Regulatory action on cyber-crime inevitable, says KPMG

14 May, 2015

It is inevitable that regulators are going to force fund managers to disclose to the authorities information as to whether they have been subject to a cyber-attack, according to KPMG.

This comes as John Carlin, assistant attorney general for national security told delegates at the SALT Conference in Las Vegas that managers need to pay increasing attention to cyber-threats and share more information with governments if hackers attempt or successfully cause disruption. The Department of Justice also warned investors their data was at risk and they could incur losses in the event of a cyber-attack. As such, managers have been urged to bolster their security measures against cyber-criminals.

“I believe it is a dead certainty that regulators everywhere are taking note of the issues around cyber-crime, particularly at asset managers. While the industry has collaborated increasingly on the issue, I think regulators are going to impose rules on reporting cyber-breaches soon. Unfortunately, I do not believe this will be done in a uniform manner but the rules will be fragmented,” said Matt White, senior manager in KPMG’s Cyber Security practice.

The Securities and Exchange Commission (SEC) has examined 100 broker dealers and asset managers on their cyber security policies and is likely to advise on what needs to be addressed later in the year. This review came amid a number of high-profile hackings at financial and non-financial institutions.

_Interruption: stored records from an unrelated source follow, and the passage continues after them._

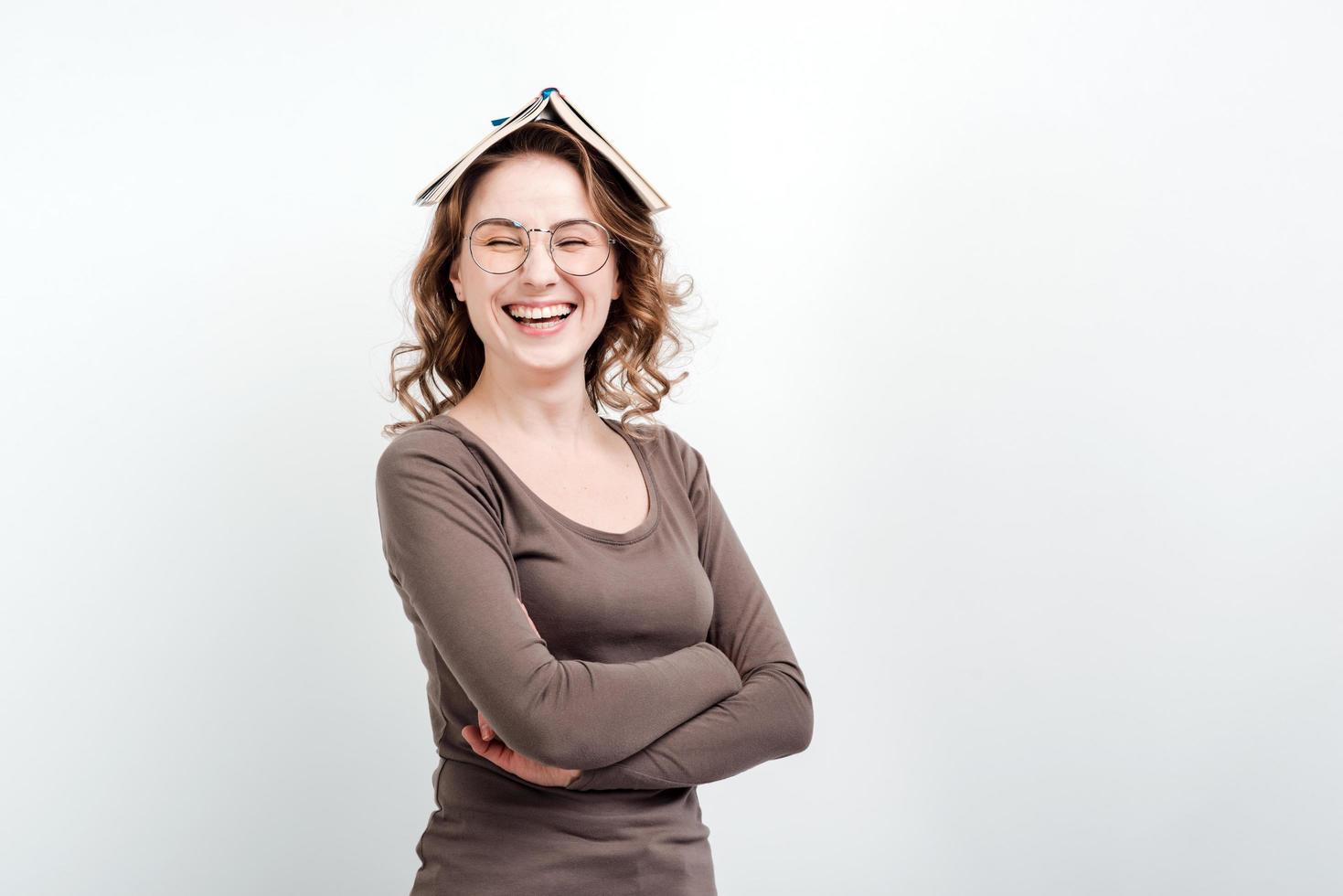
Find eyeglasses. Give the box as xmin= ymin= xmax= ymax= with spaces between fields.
xmin=467 ymin=218 xmax=615 ymax=277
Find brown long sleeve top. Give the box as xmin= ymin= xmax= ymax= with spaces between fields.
xmin=376 ymin=414 xmax=813 ymax=896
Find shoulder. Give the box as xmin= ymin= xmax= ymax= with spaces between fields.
xmin=636 ymin=423 xmax=705 ymax=484
xmin=376 ymin=419 xmax=484 ymax=486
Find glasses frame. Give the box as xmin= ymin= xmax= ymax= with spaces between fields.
xmin=466 ymin=218 xmax=619 ymax=277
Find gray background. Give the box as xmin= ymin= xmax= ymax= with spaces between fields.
xmin=0 ymin=0 xmax=1343 ymax=896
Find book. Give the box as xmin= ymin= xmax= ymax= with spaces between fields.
xmin=402 ymin=88 xmax=670 ymax=214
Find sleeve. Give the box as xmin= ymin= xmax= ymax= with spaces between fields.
xmin=567 ymin=435 xmax=813 ymax=790
xmin=376 ymin=429 xmax=741 ymax=768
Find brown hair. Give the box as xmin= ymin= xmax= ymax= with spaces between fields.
xmin=383 ymin=121 xmax=694 ymax=438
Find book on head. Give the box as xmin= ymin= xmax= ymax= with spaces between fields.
xmin=415 ymin=88 xmax=670 ymax=214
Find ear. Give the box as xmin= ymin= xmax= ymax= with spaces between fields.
xmin=447 ymin=255 xmax=462 ymax=303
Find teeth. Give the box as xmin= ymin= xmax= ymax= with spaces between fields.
xmin=504 ymin=304 xmax=576 ymax=320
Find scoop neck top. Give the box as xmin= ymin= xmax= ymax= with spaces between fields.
xmin=430 ymin=412 xmax=662 ymax=544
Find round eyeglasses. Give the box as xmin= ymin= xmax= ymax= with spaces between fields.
xmin=467 ymin=218 xmax=615 ymax=277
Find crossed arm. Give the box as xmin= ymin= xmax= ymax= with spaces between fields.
xmin=376 ymin=427 xmax=746 ymax=784
xmin=568 ymin=432 xmax=813 ymax=790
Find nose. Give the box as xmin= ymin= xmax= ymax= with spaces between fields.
xmin=522 ymin=229 xmax=559 ymax=286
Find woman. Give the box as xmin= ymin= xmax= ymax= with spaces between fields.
xmin=378 ymin=121 xmax=813 ymax=896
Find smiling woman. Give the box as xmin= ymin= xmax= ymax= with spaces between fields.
xmin=376 ymin=100 xmax=813 ymax=896
xmin=384 ymin=121 xmax=694 ymax=438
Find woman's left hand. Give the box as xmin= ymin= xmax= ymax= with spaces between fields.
xmin=462 ymin=710 xmax=581 ymax=787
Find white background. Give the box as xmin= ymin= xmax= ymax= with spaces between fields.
xmin=0 ymin=0 xmax=1343 ymax=896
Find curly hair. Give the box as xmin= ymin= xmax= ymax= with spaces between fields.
xmin=383 ymin=121 xmax=694 ymax=438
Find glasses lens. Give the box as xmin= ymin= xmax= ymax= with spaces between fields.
xmin=472 ymin=218 xmax=527 ymax=274
xmin=472 ymin=218 xmax=611 ymax=277
xmin=552 ymin=220 xmax=611 ymax=277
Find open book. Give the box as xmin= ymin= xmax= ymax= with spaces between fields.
xmin=415 ymin=88 xmax=670 ymax=214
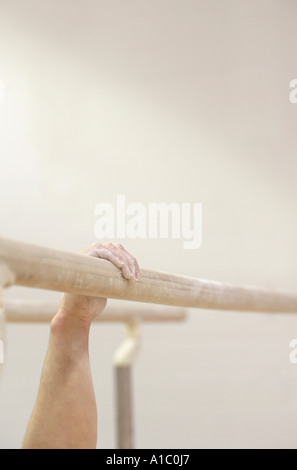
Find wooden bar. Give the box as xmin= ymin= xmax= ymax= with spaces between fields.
xmin=4 ymin=299 xmax=187 ymax=323
xmin=0 ymin=239 xmax=297 ymax=313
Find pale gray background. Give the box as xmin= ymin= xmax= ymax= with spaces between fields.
xmin=0 ymin=0 xmax=297 ymax=448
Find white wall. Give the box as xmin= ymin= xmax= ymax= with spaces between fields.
xmin=0 ymin=0 xmax=297 ymax=448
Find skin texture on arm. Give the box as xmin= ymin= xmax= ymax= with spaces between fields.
xmin=22 ymin=243 xmax=140 ymax=449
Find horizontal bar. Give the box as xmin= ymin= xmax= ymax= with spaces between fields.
xmin=0 ymin=239 xmax=297 ymax=312
xmin=4 ymin=299 xmax=187 ymax=324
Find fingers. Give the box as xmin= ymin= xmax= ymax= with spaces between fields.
xmin=81 ymin=242 xmax=141 ymax=280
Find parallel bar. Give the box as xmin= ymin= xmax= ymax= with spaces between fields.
xmin=4 ymin=299 xmax=187 ymax=323
xmin=0 ymin=239 xmax=297 ymax=312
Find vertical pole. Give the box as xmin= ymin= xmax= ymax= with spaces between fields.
xmin=114 ymin=322 xmax=139 ymax=449
xmin=115 ymin=366 xmax=134 ymax=449
xmin=0 ymin=264 xmax=14 ymax=378
xmin=0 ymin=285 xmax=4 ymax=377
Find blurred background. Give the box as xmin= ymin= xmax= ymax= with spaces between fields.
xmin=0 ymin=0 xmax=297 ymax=448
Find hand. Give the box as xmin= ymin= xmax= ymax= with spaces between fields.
xmin=59 ymin=242 xmax=141 ymax=322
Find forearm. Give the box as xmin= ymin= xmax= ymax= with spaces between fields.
xmin=23 ymin=311 xmax=97 ymax=449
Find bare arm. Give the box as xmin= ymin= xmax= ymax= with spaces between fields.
xmin=23 ymin=243 xmax=140 ymax=449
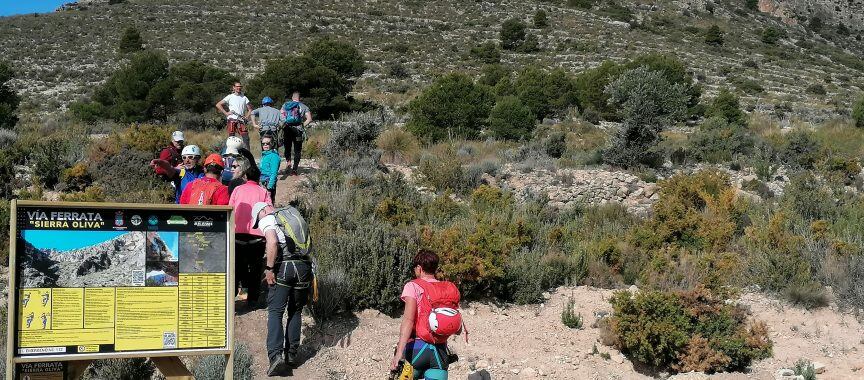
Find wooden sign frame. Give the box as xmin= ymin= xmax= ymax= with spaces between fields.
xmin=6 ymin=200 xmax=236 ymax=380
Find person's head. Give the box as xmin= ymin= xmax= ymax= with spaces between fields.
xmin=252 ymin=202 xmax=273 ymax=228
xmin=204 ymin=153 xmax=225 ymax=178
xmin=171 ymin=131 xmax=185 ymax=149
xmin=180 ymin=145 xmax=201 ymax=170
xmin=261 ymin=135 xmax=276 ymax=150
xmin=413 ymin=249 xmax=438 ymax=277
xmin=231 ymin=156 xmax=250 ymax=178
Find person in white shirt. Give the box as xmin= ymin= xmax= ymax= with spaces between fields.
xmin=216 ymin=82 xmax=252 ymax=149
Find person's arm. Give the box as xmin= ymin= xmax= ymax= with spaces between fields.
xmin=390 ymin=297 xmax=417 ymax=370
xmin=264 ymin=229 xmax=279 ymax=285
xmin=250 ymin=110 xmax=261 ymax=131
xmin=261 ymin=155 xmax=279 ymax=190
xmin=150 ymin=159 xmax=177 ymax=178
xmin=216 ymin=99 xmax=231 ymax=116
xmin=303 ymin=108 xmax=312 ymax=128
xmin=243 ymin=99 xmax=252 ymax=119
xmin=213 ymin=186 xmax=231 ymax=206
xmin=180 ymin=183 xmax=192 ymax=205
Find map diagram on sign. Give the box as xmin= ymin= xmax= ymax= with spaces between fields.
xmin=13 ymin=205 xmax=230 ymax=356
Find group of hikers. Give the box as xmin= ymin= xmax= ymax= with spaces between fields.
xmin=150 ymin=82 xmax=467 ymax=380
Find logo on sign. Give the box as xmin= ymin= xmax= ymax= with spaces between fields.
xmin=192 ymin=216 xmax=213 ymax=227
xmin=166 ymin=215 xmax=189 ymax=226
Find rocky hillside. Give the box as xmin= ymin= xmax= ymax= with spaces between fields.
xmin=0 ymin=0 xmax=864 ymax=122
xmin=20 ymin=232 xmax=145 ymax=288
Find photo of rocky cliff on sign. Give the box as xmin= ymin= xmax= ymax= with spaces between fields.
xmin=18 ymin=230 xmax=146 ymax=288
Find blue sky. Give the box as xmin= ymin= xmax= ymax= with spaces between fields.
xmin=0 ymin=0 xmax=73 ymax=16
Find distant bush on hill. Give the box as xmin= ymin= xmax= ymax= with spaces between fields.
xmin=603 ymin=67 xmax=688 ymax=167
xmin=406 ymin=73 xmax=495 ymax=141
xmin=852 ymin=95 xmax=864 ymax=128
xmin=609 ymin=288 xmax=772 ymax=373
xmin=247 ymin=38 xmax=366 ymax=119
xmin=69 ymin=51 xmax=235 ymax=122
xmin=0 ymin=61 xmax=21 ymax=129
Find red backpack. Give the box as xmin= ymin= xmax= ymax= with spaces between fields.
xmin=189 ymin=179 xmax=225 ymax=205
xmin=412 ymin=279 xmax=468 ymax=344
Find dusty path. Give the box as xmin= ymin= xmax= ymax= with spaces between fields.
xmin=236 ymin=286 xmax=864 ymax=380
xmin=235 ymin=160 xmax=864 ymax=380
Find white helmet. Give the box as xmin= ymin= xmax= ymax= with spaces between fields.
xmin=223 ymin=136 xmax=243 ymax=154
xmin=180 ymin=145 xmax=201 ymax=157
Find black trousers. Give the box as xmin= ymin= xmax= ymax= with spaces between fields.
xmin=282 ymin=126 xmax=303 ymax=172
xmin=234 ymin=234 xmax=266 ymax=305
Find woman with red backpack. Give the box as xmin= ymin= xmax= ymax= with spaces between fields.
xmin=390 ymin=249 xmax=467 ymax=380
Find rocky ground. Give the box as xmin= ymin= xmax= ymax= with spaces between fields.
xmin=235 ymin=286 xmax=864 ymax=380
xmin=235 ymin=160 xmax=864 ymax=380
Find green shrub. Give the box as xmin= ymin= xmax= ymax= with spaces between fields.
xmin=470 ymin=41 xmax=501 ymax=63
xmin=0 ymin=61 xmax=21 ymax=130
xmin=852 ymin=95 xmax=864 ymax=128
xmin=81 ymin=358 xmax=156 ymax=380
xmin=744 ymin=213 xmax=812 ymax=292
xmin=759 ymin=26 xmax=786 ymax=45
xmin=567 ymin=0 xmax=597 ymax=9
xmin=499 ymin=18 xmax=526 ymax=50
xmin=576 ymin=61 xmax=625 ymax=122
xmin=626 ymin=53 xmax=702 ymax=116
xmin=477 ymin=63 xmax=510 ymax=87
xmin=117 ymin=26 xmax=144 ymax=54
xmin=688 ymin=116 xmax=753 ymax=163
xmin=192 ymin=343 xmax=255 ymax=380
xmin=603 ymin=67 xmax=688 ymax=167
xmin=406 ymin=73 xmax=495 ymax=141
xmin=705 ymin=88 xmax=747 ymax=126
xmin=792 ymin=359 xmax=816 ymax=380
xmin=780 ymin=128 xmax=822 ymax=169
xmin=376 ymin=128 xmax=420 ymax=163
xmin=418 ymin=155 xmax=467 ymax=192
xmin=610 ymin=288 xmax=772 ymax=373
xmin=705 ymin=25 xmax=724 ymax=46
xmin=489 ymin=96 xmax=536 ymax=140
xmin=532 ymin=9 xmax=549 ymax=29
xmin=561 ymin=296 xmax=582 ymax=330
xmin=783 ymin=283 xmax=830 ymax=310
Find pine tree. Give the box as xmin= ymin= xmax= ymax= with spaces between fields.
xmin=117 ymin=26 xmax=144 ymax=54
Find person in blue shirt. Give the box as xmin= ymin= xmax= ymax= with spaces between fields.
xmin=150 ymin=145 xmax=204 ymax=204
xmin=260 ymin=134 xmax=282 ymax=205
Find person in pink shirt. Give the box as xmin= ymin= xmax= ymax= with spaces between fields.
xmin=228 ymin=156 xmax=273 ymax=310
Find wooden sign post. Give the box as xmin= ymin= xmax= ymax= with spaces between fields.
xmin=6 ymin=200 xmax=235 ymax=380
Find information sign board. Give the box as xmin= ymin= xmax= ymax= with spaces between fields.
xmin=7 ymin=201 xmax=234 ymax=368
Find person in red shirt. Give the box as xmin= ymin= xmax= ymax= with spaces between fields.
xmin=154 ymin=131 xmax=185 ymax=179
xmin=180 ymin=153 xmax=230 ymax=205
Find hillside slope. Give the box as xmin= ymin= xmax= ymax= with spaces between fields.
xmin=0 ymin=0 xmax=864 ymax=121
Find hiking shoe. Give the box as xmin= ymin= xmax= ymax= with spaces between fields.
xmin=285 ymin=351 xmax=297 ymax=368
xmin=267 ymin=355 xmax=285 ymax=376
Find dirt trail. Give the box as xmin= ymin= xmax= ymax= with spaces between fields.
xmin=235 ymin=161 xmax=864 ymax=380
xmin=235 ymin=286 xmax=864 ymax=380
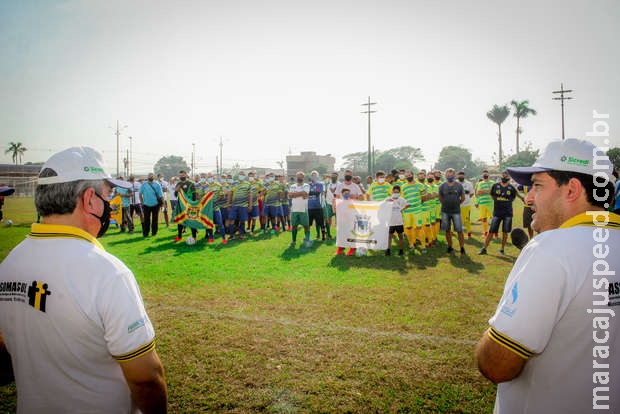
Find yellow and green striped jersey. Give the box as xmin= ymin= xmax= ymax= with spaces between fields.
xmin=368 ymin=182 xmax=392 ymax=201
xmin=400 ymin=182 xmax=424 ymax=213
xmin=476 ymin=180 xmax=494 ymax=204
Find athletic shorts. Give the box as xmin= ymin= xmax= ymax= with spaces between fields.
xmin=523 ymin=207 xmax=534 ymax=229
xmin=308 ymin=208 xmax=324 ymax=227
xmin=489 ymin=216 xmax=512 ymax=233
xmin=250 ymin=205 xmax=260 ymax=218
xmin=280 ymin=203 xmax=291 ymax=216
xmin=441 ymin=213 xmax=463 ymax=233
xmin=402 ymin=211 xmax=424 ymax=228
xmin=291 ymin=212 xmax=310 ymax=228
xmin=479 ymin=204 xmax=493 ymax=219
xmin=227 ymin=206 xmax=248 ymax=221
xmin=263 ymin=206 xmax=282 ymax=218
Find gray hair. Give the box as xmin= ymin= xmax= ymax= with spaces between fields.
xmin=34 ymin=180 xmax=103 ymax=217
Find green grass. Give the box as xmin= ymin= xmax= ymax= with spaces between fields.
xmin=0 ymin=198 xmax=521 ymax=413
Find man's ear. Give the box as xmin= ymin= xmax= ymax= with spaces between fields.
xmin=564 ymin=178 xmax=587 ymax=202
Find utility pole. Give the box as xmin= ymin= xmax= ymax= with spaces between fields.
xmin=362 ymin=96 xmax=377 ymax=176
xmin=110 ymin=120 xmax=127 ymax=177
xmin=127 ymin=137 xmax=133 ymax=175
xmin=192 ymin=142 xmax=196 ymax=178
xmin=552 ymin=83 xmax=573 ymax=139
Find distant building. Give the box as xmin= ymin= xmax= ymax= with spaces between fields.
xmin=286 ymin=151 xmax=336 ymax=177
xmin=0 ymin=164 xmax=41 ymax=197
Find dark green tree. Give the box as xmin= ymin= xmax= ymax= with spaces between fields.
xmin=153 ymin=155 xmax=189 ymax=179
xmin=433 ymin=145 xmax=481 ymax=177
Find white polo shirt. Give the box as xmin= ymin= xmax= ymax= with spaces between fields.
xmin=489 ymin=213 xmax=620 ymax=414
xmin=0 ymin=224 xmax=155 ymax=414
xmin=458 ymin=180 xmax=474 ymax=207
xmin=288 ymin=183 xmax=310 ymax=213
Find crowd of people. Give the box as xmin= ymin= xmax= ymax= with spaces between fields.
xmin=114 ymin=164 xmax=533 ymax=256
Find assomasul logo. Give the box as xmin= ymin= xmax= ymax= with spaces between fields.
xmin=560 ymin=155 xmax=590 ymax=166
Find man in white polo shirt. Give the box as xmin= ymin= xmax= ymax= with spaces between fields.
xmin=0 ymin=147 xmax=167 ymax=414
xmin=476 ymin=139 xmax=620 ymax=414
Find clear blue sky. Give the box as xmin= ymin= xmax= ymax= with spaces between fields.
xmin=0 ymin=0 xmax=620 ymax=172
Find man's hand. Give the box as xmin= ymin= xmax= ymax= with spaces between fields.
xmin=119 ymin=350 xmax=168 ymax=414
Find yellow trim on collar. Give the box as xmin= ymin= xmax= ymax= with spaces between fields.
xmin=26 ymin=223 xmax=105 ymax=250
xmin=560 ymin=210 xmax=620 ymax=229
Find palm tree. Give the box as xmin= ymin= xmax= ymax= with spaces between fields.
xmin=4 ymin=142 xmax=28 ymax=164
xmin=510 ymin=99 xmax=536 ymax=153
xmin=487 ymin=105 xmax=510 ymax=170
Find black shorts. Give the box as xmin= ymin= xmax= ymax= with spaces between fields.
xmin=129 ymin=204 xmax=142 ymax=217
xmin=489 ymin=216 xmax=512 ymax=233
xmin=308 ymin=208 xmax=323 ymax=227
xmin=523 ymin=207 xmax=534 ymax=229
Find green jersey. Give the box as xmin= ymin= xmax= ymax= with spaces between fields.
xmin=476 ymin=180 xmax=494 ymax=205
xmin=368 ymin=182 xmax=392 ymax=201
xmin=400 ymin=182 xmax=426 ymax=213
xmin=231 ymin=181 xmax=251 ymax=207
xmin=263 ymin=181 xmax=282 ymax=207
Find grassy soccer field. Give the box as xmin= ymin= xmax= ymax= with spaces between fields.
xmin=0 ymin=197 xmax=521 ymax=413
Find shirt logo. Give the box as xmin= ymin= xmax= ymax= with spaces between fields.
xmin=28 ymin=280 xmax=52 ymax=312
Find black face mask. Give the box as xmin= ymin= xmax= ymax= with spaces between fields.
xmin=90 ymin=193 xmax=112 ymax=238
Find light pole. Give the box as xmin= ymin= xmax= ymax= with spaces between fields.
xmin=552 ymin=83 xmax=573 ymax=139
xmin=362 ymin=96 xmax=377 ymax=176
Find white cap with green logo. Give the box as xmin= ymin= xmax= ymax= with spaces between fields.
xmin=38 ymin=147 xmax=131 ymax=188
xmin=507 ymin=138 xmax=616 ymax=186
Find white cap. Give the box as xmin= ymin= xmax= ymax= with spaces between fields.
xmin=507 ymin=138 xmax=616 ymax=186
xmin=39 ymin=147 xmax=131 ymax=188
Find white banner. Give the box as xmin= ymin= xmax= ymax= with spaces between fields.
xmin=336 ymin=199 xmax=392 ymax=250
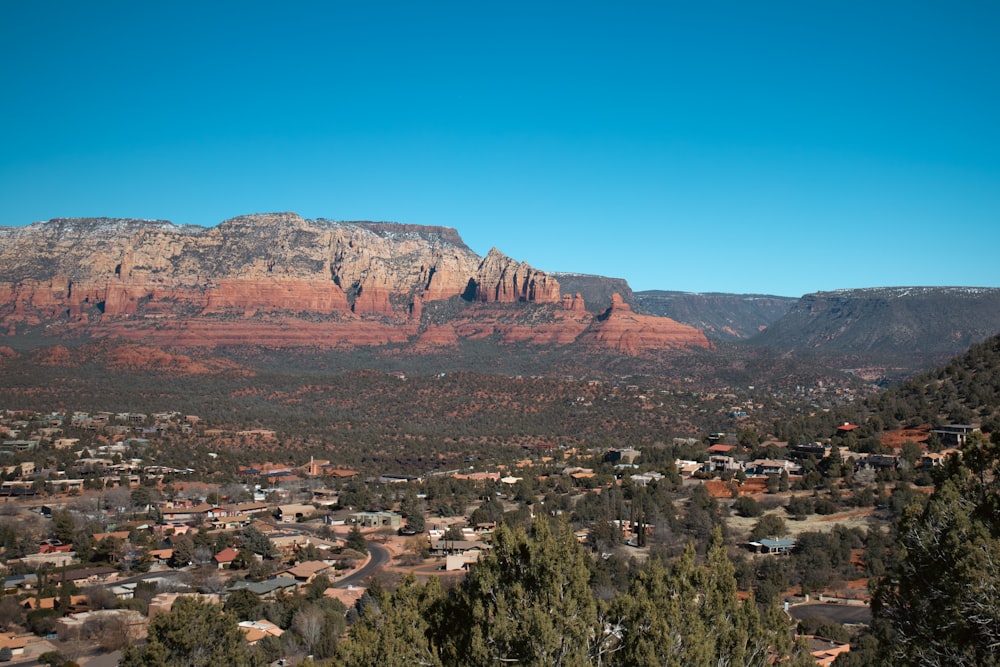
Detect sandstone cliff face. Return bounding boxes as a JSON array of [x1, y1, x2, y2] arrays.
[[474, 248, 562, 303], [0, 213, 704, 354], [580, 294, 711, 355]]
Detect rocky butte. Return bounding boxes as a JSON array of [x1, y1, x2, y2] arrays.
[[0, 213, 709, 355]]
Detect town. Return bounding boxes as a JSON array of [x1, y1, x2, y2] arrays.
[[0, 387, 979, 665]]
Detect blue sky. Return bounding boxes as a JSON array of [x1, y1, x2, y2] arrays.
[[0, 0, 1000, 296]]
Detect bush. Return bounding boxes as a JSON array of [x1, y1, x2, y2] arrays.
[[733, 496, 764, 518]]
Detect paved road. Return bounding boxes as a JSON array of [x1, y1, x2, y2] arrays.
[[788, 602, 872, 625], [333, 541, 389, 588]]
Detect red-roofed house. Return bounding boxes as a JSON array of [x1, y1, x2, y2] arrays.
[[212, 547, 239, 570]]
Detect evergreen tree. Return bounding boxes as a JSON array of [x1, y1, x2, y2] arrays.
[[872, 438, 1000, 665], [337, 575, 444, 667], [441, 517, 604, 667], [118, 597, 258, 667]]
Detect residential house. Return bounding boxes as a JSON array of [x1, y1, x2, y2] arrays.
[[347, 512, 403, 530], [931, 424, 979, 448], [212, 547, 239, 570], [239, 619, 285, 646], [750, 537, 795, 554], [278, 503, 316, 523], [278, 560, 333, 586]]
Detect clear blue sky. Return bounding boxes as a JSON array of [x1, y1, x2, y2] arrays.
[[0, 0, 1000, 296]]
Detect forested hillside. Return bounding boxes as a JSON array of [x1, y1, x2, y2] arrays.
[[776, 336, 1000, 448]]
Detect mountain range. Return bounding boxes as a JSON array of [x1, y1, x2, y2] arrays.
[[0, 213, 1000, 378]]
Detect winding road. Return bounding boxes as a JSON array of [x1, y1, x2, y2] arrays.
[[333, 540, 389, 588]]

However, fund managers are increasingly cognisant of the issue. “While many of the potential breaches are probably not being reported, it is likely they are common (or unrealised), making the investment management sector similar to many others, but this is improving.  More and more frequently we are being approached by investment management companies asking if there is any advantage that can be gleaned from the sector’s ‘older siblings’ in financial services, such as the higher tiered banks. By taking their ‘lessons learnt’ and applying them we can more quickly help shore up their defences, with companies not realising that potentially small changes can help them get the basics right, reducing their potential exposure to risk of a breach,” said White.

The Depository Trust & Clearing Corporation (DTCC) published a white paper in October 2014 urging regulators and financial institutions to collaborate more on the threats posed by cyber-crime. The DTCC advised regulators and financial institutions to share more information on the nature of the threats posed by cyber-criminals. It recommends the creation of a harmonised, clear and non-duplicative notification system in order to achieve this.

The white paper advocated the formation of global industry working groups, who will work with national regulators to help develop sensible cyber-security regulation, which can address these risks on a real-time basis. The UK appears to be ahead of the game. In summer 2014, the Bank of England unveiled a new cyber-security strategy for financial institutions at a summit held by the British Bankers' Association (BBA). The initiative - known as CBEST - stress-tested the security systems at financial institutions using real-threat intelligence and information gleaned from monitoring the Internet which indicated potential threats to firms. 

A DTCC survey of clients towards the end of 2014 found a record 84 per cent identified cyber-risk as one of their top five concerns, an increase from 59 per cent in March 2014.  33 per cent ranked cyber-crime as the number one systemic risk to the broader economy, up from 24 per cent in March 2014.

The reputational risk of falling victim to a cyber-attack is substantial. A survey of global institutional investors with more than $3 trillion in Assets under Management (AuM) by KPMG found 79 per cent would be discouraged from investing into a business that had been hacked.

One of the ways fund managers can mitigate the fall-out from cyber-attacks is to purchase cyber-insurance, a nascent form of insurance.  Such coverage can mitigate liability for data breaches and regulatory actions such as fines. In addition, a sensible insurance policy should provide coverage to pay for forensic experts to determine the cause of the breach and crisis management such as public relations. Coverage should mitigate against lost income or extra expenses for Distributed Denial of Service (DDoS) attacks or theft, as well as hardware damage and extortion. Of particular importance was regulatory coverage. Nonetheless, 74 per cent of security professionals across all sectors surveyed by KPMG said their businesses did not have cyber insurance. For those that did have cyber insurance, 48 per cent doubted the policies would pay out if they were required to.

“Cyber insurance is an embryonic form of insurance coverage. One of the challenges is that different countries have different rules on this issue. For example, even with the US, there are different rules. It is essential firms get global coverage to reduce the risks,” said White.